The link above will take you to a bibliography of readings that are applicable to this lesson. Remember, that PDFs that aren’t directly linked may be found on the “NewMediaClass” volume on Google Drive.

Read Negroponte’s Being Digital. Identify at least two important ideas from the book to explore further. Here are some questions to get you thinking:

  1. What does Negroponte mean by “being digital”?
  2. What are the major implications in the shift from atoms to bits?
  3. Is the medium still the message in the digital world?
  4. What are the “four very powerful qualities” of the digital age?
  5. Negroponte states that “bits are bits”; what does he mean?
  6. Negroponte discuss the re-purposing of multimedia or hypermedia. What is his point?
  7. What is Negroponte’s view of the current state of education? How should the digital change that?
  8. What becomes of “art” in a digital age?
  9. What has Negroponte been doing since the publication of Being Digital in 1995?
  10. What are some of the predictions he makes in 1995? Which have been realized?

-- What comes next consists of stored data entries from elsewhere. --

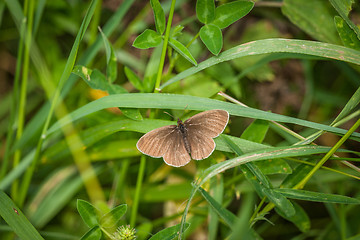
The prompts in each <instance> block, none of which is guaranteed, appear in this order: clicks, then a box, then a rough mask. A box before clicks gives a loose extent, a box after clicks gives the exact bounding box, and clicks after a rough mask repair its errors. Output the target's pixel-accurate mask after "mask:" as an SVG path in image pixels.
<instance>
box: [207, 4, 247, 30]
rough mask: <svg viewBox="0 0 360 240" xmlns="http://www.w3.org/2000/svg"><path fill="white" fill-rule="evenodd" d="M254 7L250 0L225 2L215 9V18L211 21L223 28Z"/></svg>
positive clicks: (220, 27) (218, 26)
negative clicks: (227, 2)
mask: <svg viewBox="0 0 360 240" xmlns="http://www.w3.org/2000/svg"><path fill="white" fill-rule="evenodd" d="M253 7H254V3H253V2H251V1H234V2H230V3H225V4H223V5H221V6H219V7H217V8H216V9H215V20H214V21H213V22H212V23H213V24H215V25H217V26H218V27H219V28H221V29H223V28H226V27H228V26H229V25H230V24H233V23H234V22H236V21H237V20H239V19H240V18H242V17H244V16H245V15H246V14H248V13H249V12H250V11H251V9H252V8H253Z"/></svg>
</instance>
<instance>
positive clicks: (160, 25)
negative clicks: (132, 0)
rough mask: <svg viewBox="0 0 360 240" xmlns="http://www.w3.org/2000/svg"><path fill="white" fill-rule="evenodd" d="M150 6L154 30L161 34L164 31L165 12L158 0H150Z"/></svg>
mask: <svg viewBox="0 0 360 240" xmlns="http://www.w3.org/2000/svg"><path fill="white" fill-rule="evenodd" d="M150 4H151V8H152V9H153V12H154V18H155V26H156V31H157V32H158V33H159V34H160V35H162V34H163V33H164V31H165V13H164V10H163V9H162V7H161V4H160V2H159V0H150Z"/></svg>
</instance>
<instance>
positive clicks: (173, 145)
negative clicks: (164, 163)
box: [164, 129, 191, 167]
mask: <svg viewBox="0 0 360 240" xmlns="http://www.w3.org/2000/svg"><path fill="white" fill-rule="evenodd" d="M176 130H177V131H176V134H173V136H172V138H171V140H170V141H169V142H168V144H169V148H168V149H167V151H166V152H165V155H164V161H165V162H166V164H168V165H170V166H173V167H181V166H184V165H186V164H188V163H189V162H190V160H191V157H190V155H189V153H188V152H187V151H186V148H185V143H184V140H183V136H182V134H181V132H180V130H179V129H176Z"/></svg>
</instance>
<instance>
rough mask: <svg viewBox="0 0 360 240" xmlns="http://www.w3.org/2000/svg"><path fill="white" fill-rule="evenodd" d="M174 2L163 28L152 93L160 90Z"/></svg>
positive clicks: (172, 4) (170, 28) (168, 39)
mask: <svg viewBox="0 0 360 240" xmlns="http://www.w3.org/2000/svg"><path fill="white" fill-rule="evenodd" d="M175 3H176V0H172V1H171V7H170V12H169V17H168V22H167V24H166V30H165V38H164V43H163V48H162V52H161V58H160V63H159V68H158V73H157V76H156V82H155V89H154V93H157V92H159V91H160V89H159V87H160V83H161V77H162V72H163V68H164V64H165V57H166V50H167V45H168V42H169V36H170V30H171V23H172V19H173V16H174V11H175Z"/></svg>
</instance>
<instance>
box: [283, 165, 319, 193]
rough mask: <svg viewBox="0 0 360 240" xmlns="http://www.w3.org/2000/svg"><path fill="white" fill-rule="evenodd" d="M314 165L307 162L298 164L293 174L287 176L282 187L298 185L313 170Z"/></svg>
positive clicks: (287, 187)
mask: <svg viewBox="0 0 360 240" xmlns="http://www.w3.org/2000/svg"><path fill="white" fill-rule="evenodd" d="M312 168H313V166H311V165H307V164H301V165H298V166H297V167H296V168H295V169H294V170H293V173H292V174H291V175H288V176H286V178H285V179H284V181H283V182H282V184H281V185H280V187H282V188H291V187H294V186H296V184H298V183H299V182H300V181H301V180H302V179H304V177H305V176H306V175H307V174H308V173H309V172H310V171H311V169H312Z"/></svg>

Which have not?

You might have a look at his TED Talk from 1984: “5 PRedictions.”

Journal Post 5

Write about any aspect of Negroponte’s Being Digital that you would like, supporting your analysis with at least one secondary source.

Being Digital: the Hacker

The foundation of “being digital” derives from the hacker: a DIY creative who sees a need in the community and finds a way to make it happen by cobbling bit and pieces into a solution. This hacker mentality provides the foundation for being digital and informs individual approaches the personal technologies and potentially offers new freedoms from oppressive systems. However, it has also been adopted by the corporations in order to sell us the spirit of the hacker’s freedom.

Research the “hacker.” You might begin with Catherine Bracy’s “Why Good Hackers Make Good Citizens” and then maybe “The Hacker’s Manifesto.” Most times you hear about hackers, it’s a negative story about a criminal who is breaking the law or some computer system. However, this is a mis-characterization of the hacker. Hackers who are criminals are called “crackers”: those who break systems usually with bad intentions. Think of a hacker as someone who builds, and a cracker as someone who breaks.[6]

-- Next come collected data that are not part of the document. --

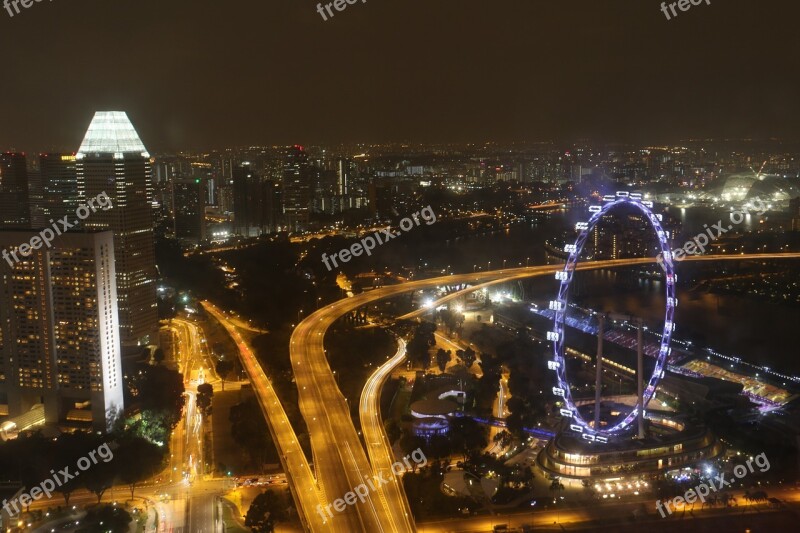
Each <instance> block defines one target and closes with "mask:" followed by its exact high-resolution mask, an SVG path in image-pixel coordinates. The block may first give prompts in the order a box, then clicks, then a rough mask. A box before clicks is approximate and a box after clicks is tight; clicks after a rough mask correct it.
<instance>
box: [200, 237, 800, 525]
mask: <svg viewBox="0 0 800 533" xmlns="http://www.w3.org/2000/svg"><path fill="white" fill-rule="evenodd" d="M798 258H800V254H797V253H794V254H749V255H739V256H699V257H689V258H687V259H686V260H687V261H719V260H724V261H731V260H733V261H738V260H771V259H798ZM654 262H655V260H654V259H651V258H640V259H616V260H607V261H594V262H586V263H583V264H580V265H578V267H577V270H579V271H583V270H597V269H605V268H616V267H625V266H636V265H648V264H652V263H654ZM562 268H563V266H562V265H546V266H534V267H526V268H512V269H504V270H496V271H489V272H482V273H471V274H456V275H450V276H443V277H439V278H431V279H425V280H419V281H411V282H407V283H403V284H400V285H392V286H388V287H382V288H379V289H376V290H374V291H370V292H367V293H363V294H359V295H357V296H354V297H352V298H347V299H344V300H340V301H338V302H335V303H333V304H331V305H327V306H325V307H324V308H322V309H319V310H318V311H316V312H315V313H313V314H312V315H310V316H309V317H307V318H306V319H305V320H303V321H302V322H301V323H300V324H299V325H298V326H297V328H296V329H295V331H294V333H293V335H292V337H291V341H290V342H291V345H290V357H291V362H292V367H293V370H294V375H295V380H296V383H297V388H298V393H299V403H300V409H301V412H302V414H303V417H304V418H305V420H306V424H307V426H308V429H309V433H310V435H311V445H312V453H313V458H314V464H315V471H316V475H317V477H316V479H315V478H314V476H313V475H312V473H311V469H310V467H309V465H308V464H307V463H306V461H305V457H304V456H303V453H302V450H301V449H300V447H299V444H297V437H296V435H295V434H294V431H293V430H292V428H291V425H290V424H289V421H288V419H287V418H286V414H285V412H283V409H282V407H281V406H280V402H279V401H278V398H277V396H276V395H275V392H274V390H273V389H272V386H271V385H270V384H269V380H268V379H267V378H266V375H265V374H264V372H263V370H262V369H261V367H260V365H259V363H258V361H257V360H256V358H255V356H254V355H253V353H252V351H251V349H250V347H249V346H248V345H247V343H246V342H245V341H244V340H243V339H242V338H241V336H240V334H239V332H238V331H237V330H236V328H235V327H234V326H233V325H232V324H231V323H230V321H229V320H228V318H227V317H226V316H225V315H224V314H223V313H222V312H221V311H220V310H218V309H216V308H215V307H214V306H212V305H210V304H208V303H204V306H205V307H206V309H207V310H208V311H209V312H210V313H211V314H212V315H213V316H214V317H215V318H216V319H217V320H219V321H220V322H221V323H222V324H223V325H224V326H225V327H226V329H227V330H228V331H229V333H230V334H231V336H232V337H233V338H234V340H235V341H236V343H237V345H239V350H240V353H241V355H242V360H243V363H244V366H245V369H246V370H247V372H248V374H249V375H250V377H251V379H252V380H253V389H254V390H255V391H256V394H257V396H258V398H259V402H260V403H261V405H262V409H263V410H264V412H265V415H266V416H267V419H268V423H269V426H270V430H271V431H272V432H273V438H274V440H275V442H276V444H277V445H278V448H279V450H280V451H281V455H282V460H283V463H284V467H285V468H286V471H287V473H288V475H289V478H290V480H291V483H292V484H293V488H294V489H295V491H294V492H295V494H296V496H295V497H296V498H297V503H298V507H299V508H300V509H301V515H302V516H303V517H304V526H305V527H306V528H308V529H310V530H312V531H366V532H370V533H372V532H382V531H386V532H389V531H392V532H400V531H413V530H414V524H413V520H412V519H411V518H410V515H409V513H408V504H407V502H406V500H405V497H404V495H403V494H402V488H401V487H399V484H398V489H399V490H386V489H385V488H379V489H377V490H376V491H374V492H372V493H371V494H370V497H369V499H367V500H366V501H365V502H364V503H360V502H359V503H356V504H355V505H349V506H347V507H346V508H345V510H344V511H343V512H341V513H336V512H335V511H334V512H333V513H332V514H333V516H332V517H331V516H329V515H327V514H324V513H319V512H318V507H317V506H318V505H321V506H322V508H323V509H324V508H326V507H327V506H329V505H331V504H332V503H333V502H334V501H335V500H337V499H339V498H344V497H345V495H346V494H347V493H348V492H350V491H352V490H353V489H354V488H355V487H356V486H358V485H360V484H361V483H363V480H364V479H367V478H369V477H370V476H373V475H379V473H380V471H381V470H382V469H385V468H386V463H387V461H388V462H389V465H390V464H391V454H390V452H387V451H386V450H385V449H384V452H383V453H379V454H377V455H375V454H372V455H371V456H370V458H372V459H373V461H375V460H376V459H377V462H376V463H373V464H371V463H370V461H369V459H368V457H367V454H366V453H365V450H364V448H363V446H362V444H361V440H360V437H359V434H358V433H357V431H356V429H355V427H354V425H353V423H352V420H351V418H350V409H349V405H348V403H347V401H346V400H345V398H344V396H343V395H342V393H341V392H340V391H339V388H338V386H337V384H336V380H335V377H334V375H333V373H332V371H331V368H330V366H329V365H328V361H327V357H326V356H325V349H324V346H323V338H324V335H325V332H326V331H327V329H328V328H329V327H330V326H331V325H332V324H333V323H334V322H335V321H336V320H338V319H339V318H340V317H341V316H343V315H345V314H347V313H349V312H352V311H354V310H356V309H358V308H360V307H362V306H364V305H368V304H370V303H372V302H375V301H377V300H381V299H385V298H390V297H393V296H398V295H400V294H402V293H405V292H409V291H416V290H423V289H430V288H435V287H437V286H442V285H458V284H472V285H473V286H471V287H470V288H469V289H466V290H465V291H459V292H455V293H453V294H451V295H448V296H447V297H445V298H443V299H442V300H440V301H439V302H437V304H439V303H443V302H447V301H449V300H453V299H456V298H460V297H462V296H463V294H464V292H468V291H472V290H478V289H481V288H483V287H486V286H489V285H493V284H497V283H504V282H508V281H514V280H517V279H524V278H528V277H534V276H543V275H552V274H554V273H555V272H556V271H558V270H561V269H562ZM426 311H427V310H425V309H422V310H419V311H416V312H413V313H409V314H408V315H406V316H405V317H402V318H412V317H414V316H418V315H419V314H422V313H424V312H426ZM372 394H373V395H376V394H377V392H373V393H372ZM371 408H373V409H377V407H376V406H375V405H374V404H373V405H372V407H371ZM373 424H374V421H373ZM372 436H373V437H374V434H373V435H372ZM367 442H368V445H369V442H375V441H369V440H368V441H367ZM378 462H379V463H380V464H377V463H378ZM323 517H324V518H323Z"/></svg>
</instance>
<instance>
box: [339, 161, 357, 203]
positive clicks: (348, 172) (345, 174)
mask: <svg viewBox="0 0 800 533" xmlns="http://www.w3.org/2000/svg"><path fill="white" fill-rule="evenodd" d="M352 185H353V161H352V160H351V159H346V158H343V159H339V161H337V162H336V188H337V194H338V195H339V196H347V195H348V194H350V188H351V187H352Z"/></svg>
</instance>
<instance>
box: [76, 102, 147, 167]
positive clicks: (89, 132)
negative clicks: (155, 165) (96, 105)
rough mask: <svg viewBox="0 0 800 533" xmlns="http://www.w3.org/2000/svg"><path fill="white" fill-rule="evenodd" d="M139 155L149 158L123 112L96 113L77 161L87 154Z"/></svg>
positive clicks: (132, 128)
mask: <svg viewBox="0 0 800 533" xmlns="http://www.w3.org/2000/svg"><path fill="white" fill-rule="evenodd" d="M98 153H99V154H115V156H117V157H121V155H122V154H141V155H142V156H143V157H150V154H149V153H147V148H145V147H144V143H143V142H142V140H141V139H140V138H139V134H138V133H136V129H135V128H134V127H133V124H131V121H130V119H128V115H127V114H126V113H125V112H124V111H98V112H97V113H95V114H94V118H93V119H92V123H91V124H89V129H88V130H87V131H86V137H84V139H83V142H82V143H81V147H80V148H79V149H78V159H82V158H83V157H85V156H86V155H88V154H98Z"/></svg>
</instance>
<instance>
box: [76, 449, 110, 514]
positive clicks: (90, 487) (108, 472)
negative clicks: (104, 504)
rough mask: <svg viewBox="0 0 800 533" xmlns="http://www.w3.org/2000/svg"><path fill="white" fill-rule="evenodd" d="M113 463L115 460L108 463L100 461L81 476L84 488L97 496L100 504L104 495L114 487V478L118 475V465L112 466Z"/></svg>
mask: <svg viewBox="0 0 800 533" xmlns="http://www.w3.org/2000/svg"><path fill="white" fill-rule="evenodd" d="M112 462H113V460H112V461H110V462H108V463H106V462H104V461H100V462H98V463H97V464H96V465H93V466H92V468H90V469H89V470H87V471H86V472H85V473H84V474H83V475H82V476H81V482H82V483H83V486H84V487H86V490H88V491H89V492H91V493H92V494H94V495H95V496H97V503H98V504H99V503H100V500H101V499H103V494H105V492H106V490H108V489H110V488H111V487H113V486H114V478H115V477H116V475H117V473H116V465H114V464H112Z"/></svg>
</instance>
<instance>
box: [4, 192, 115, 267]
mask: <svg viewBox="0 0 800 533" xmlns="http://www.w3.org/2000/svg"><path fill="white" fill-rule="evenodd" d="M95 202H97V205H95ZM112 207H114V206H113V205H112V204H111V198H109V197H108V194H106V192H105V191H103V192H101V193H100V194H98V195H97V196H95V197H94V198H90V199H89V200H87V202H86V203H85V204H83V205H80V206H79V207H78V209H76V210H75V215H76V216H77V217H78V220H77V221H75V222H72V223H71V222H70V221H69V216H65V217H64V218H62V219H59V220H58V221H57V222H53V219H50V222H51V223H52V224H53V227H52V228H45V229H43V230H42V231H40V232H39V235H34V236H33V237H31V240H30V241H28V242H26V243H22V244H20V245H19V248H17V249H16V250H12V251H10V252H9V251H8V250H3V259H5V260H6V262H7V263H8V265H9V266H10V267H13V266H14V262H16V263H19V262H20V261H21V259H20V258H19V255H21V256H22V257H28V256H29V255H31V254H32V253H33V250H38V249H39V248H41V247H42V245H44V247H45V248H50V247H51V246H52V242H53V240H54V239H55V238H56V236H58V235H61V234H62V233H64V232H66V231H67V230H69V229H71V228H72V227H73V226H76V225H78V223H79V221H81V220H85V219H86V218H87V217H88V216H89V215H90V214H91V213H94V212H96V211H97V209H98V208H99V209H102V210H103V211H106V210H108V209H111V208H112ZM18 253H19V255H17V254H18ZM12 258H13V259H14V262H12V261H11V259H12Z"/></svg>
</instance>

This idea will support the our look at new media for the rest of the semester.

Journal Post 6

What did you learn about the hacker, and how does that fit into your understanding of “being digital”? Could the latter work without the former? Try to bring in several different sources to support your ideas.

Reply to at east one of your colleagues’ journal posts for this lesson.

Due Date

Please have all of the above completed by Sunday, September 15, 2019. I will evaluate your this lesson the following day, email everyone a progress report, and post audio feedback at the top of the next lesson if necessary.

Notes

  1. Again, you might bookmark these pages for your reference, as there is a lot of information to digest.
  2. "User Experience Basics". Usability.gov. U.S. Department of Health and Human Services. n.d. Retrieved 2019-07-16.
  3. Barr, Chris (2010). The Yahoo! Style Guide. New York: St. Martin's Griffin. pp. 12–13.
  4. Nielson, Jakob (October 1, 1997). "How Users Read on the Web". Nielson Norman Group. Retrieved 2019-07-16.
  5. External sources are always footnoted as references; Wikipedia entries are always just linked in the text. Never cite a Wikipedia article like you would an external source.
  6. "Hackers vs Crackers: Easy to Understand Exclusive Difference". EDUCBA. 2017. Retrieved 2019-07-17.